After discussing things we both believe that Austin probably just isn't ready. He's not only moving into a big boy bed, he's moving into a new room and attempting to sleep in the same bed as Garrison. It's a lot of change for a just turned 2 year old. Soooo, the new plan is to try again later. We're not exactly sure when. We may try every Friday night for a while and try to make it a special treat as a way to ease him into it. We may put it off until Christmas and our next long break from school when Austin will be just a little older. We may try naptime first when Garrison won't be in there to get him used to that before attempting bedtime again.
The good news is that we do have some options. The bad news is that one way or another they have to share a room eventually. Unless we move to a bigger house really soon... which would be a huge surprise.

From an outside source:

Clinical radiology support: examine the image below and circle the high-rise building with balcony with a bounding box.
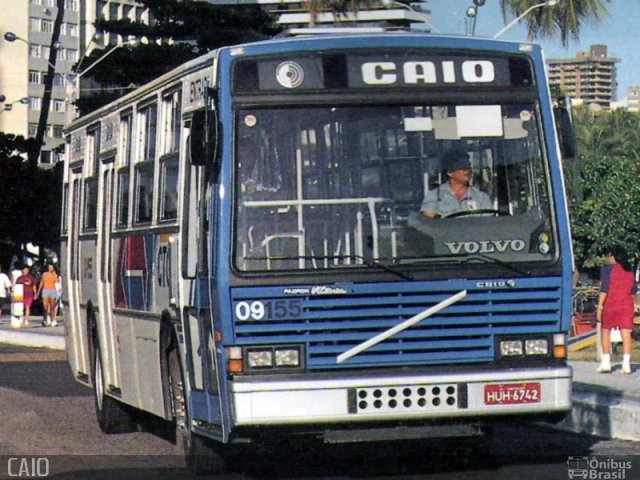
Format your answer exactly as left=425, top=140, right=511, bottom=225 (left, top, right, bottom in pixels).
left=262, top=1, right=431, bottom=30
left=0, top=0, right=81, bottom=165
left=546, top=44, right=619, bottom=110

We're also thinking of letting Garrison sleep on the top bunk (but without the ladder so Austin can't climb up there). That way Austin will have the whole full-size bottom bed to himself and Garrison will have some space and privacy on the top bunk where he can possibly go to sleep even if Austin is talking/playing/all over the bed below him. Sleeping in the same bed has been really tough for both of them. Something else I never would've predicted. I thought it was just going to be fun and happy and special for them getting to be together. Oh well. It'll be okay... and one day far, far from now I'll look back and laugh at how crazy things were when they shared a room for the first time ever.
While the "move in" was way more stressful than I ever anticipated we are still holding out hope that we'll be able to make the transition before February. That's our ultimate goal. In the meantime, it's just gonna be trial and error with a lot of prayer and patience thrown in.
1 comment:
Oh poor babies and poor mama! I am too afraid to change anything about the way Hayes sleeps. He has always been an awesome sleeper so I really don't want to ruin that by taking him out of his crib. I'm also pretty sure he would never sleep. I'm sure you will be able to figure it all out.